La NASA y exploite deux télescopes jumeaux aux miroirs de 10 mètres de diamètre (photo ci-dessus), et un télescope de 3,60m y est utilisé par la France et le Canada (photo ci-contre à droite).




    Le très grand observatoire de Cerro Paranal, (ci-dessous), dans le désert au nord du Chili à 2630 m d’altitude, qui comporte 4 coupoles de formes assez particulières, dotées de
miroirs de 8,2 mètres, a été crée en 2001 par l’Organisation européenne pour les recherches astronomiques (ESO).

http://lancien.cowblog.fr/images/Sciences/Paranal2.jpg

http://lancien.cowblog.fr/images/Sciences/EELT42.jpg
    Le projet “Europeen Extremely Large Telescope” (EELT) qui devrait avoir un miroir de 42 mètres et sera implanté au Chili en 2020, sur le mont Armazones à 3000 mètres d’altitude, non loin de Paranal.
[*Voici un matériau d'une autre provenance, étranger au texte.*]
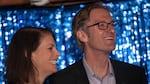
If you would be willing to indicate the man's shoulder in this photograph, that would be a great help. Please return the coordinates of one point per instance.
(125, 65)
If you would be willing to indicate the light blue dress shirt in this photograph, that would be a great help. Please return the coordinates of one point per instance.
(94, 79)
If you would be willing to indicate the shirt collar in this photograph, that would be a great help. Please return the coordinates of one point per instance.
(90, 71)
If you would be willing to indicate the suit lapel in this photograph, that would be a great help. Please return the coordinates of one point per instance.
(117, 70)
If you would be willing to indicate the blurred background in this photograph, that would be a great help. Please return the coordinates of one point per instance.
(133, 31)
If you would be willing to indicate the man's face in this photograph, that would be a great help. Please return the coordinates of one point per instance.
(100, 39)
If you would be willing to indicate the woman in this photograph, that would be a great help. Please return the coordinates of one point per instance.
(32, 56)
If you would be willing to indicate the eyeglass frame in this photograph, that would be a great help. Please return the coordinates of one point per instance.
(105, 25)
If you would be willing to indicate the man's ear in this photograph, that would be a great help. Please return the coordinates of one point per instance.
(82, 36)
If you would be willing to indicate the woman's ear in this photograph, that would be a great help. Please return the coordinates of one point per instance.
(82, 36)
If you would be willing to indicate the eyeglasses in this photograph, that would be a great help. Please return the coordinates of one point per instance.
(104, 25)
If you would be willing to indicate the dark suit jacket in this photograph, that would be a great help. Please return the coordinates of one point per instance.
(76, 74)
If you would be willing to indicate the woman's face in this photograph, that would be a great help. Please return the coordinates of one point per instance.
(45, 56)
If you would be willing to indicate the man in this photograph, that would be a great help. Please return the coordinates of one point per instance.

Il devrait permettre de voir les étoiles et galaxies qui se sont formées il y a environ 13,5 milliards d’années, et de découvrir des planètes de faible masse comme celle de la Terre.
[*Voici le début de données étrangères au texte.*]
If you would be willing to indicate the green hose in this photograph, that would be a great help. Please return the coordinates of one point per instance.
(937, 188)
http://lancien.cowblog.fr/images/Sciences/EELT3.jpg
    Il faut aussi mentionner les télescopes embarqués dans l’espace sur des satellites.

    Ils ont l’inconvénient de ne disposer que d’un espace limité et de nécessiter des moyens sophistiqués de communication pour les commander et en extraire les résultats d'expériences.
    Mais ils ont l’énorme avantage de ne plus subir les perturbations atmosphériques.
    Le futur télescope GAIA devrait être lancé en 2012 par l'Agence spatiale européenne sur un satellite et être positionné à 1,5 millions de kilomètres de la Terre sur une orbite stable.
    Il sera équipé d'un miroir de 1,4 × 0,5 m² pour chaque direction de visée et de 106 capteurs CCD
de 4500×1966 pixels dans un plan focal de 1,0 x 0,5 m dont les images seront ensuite transmises vers la terre.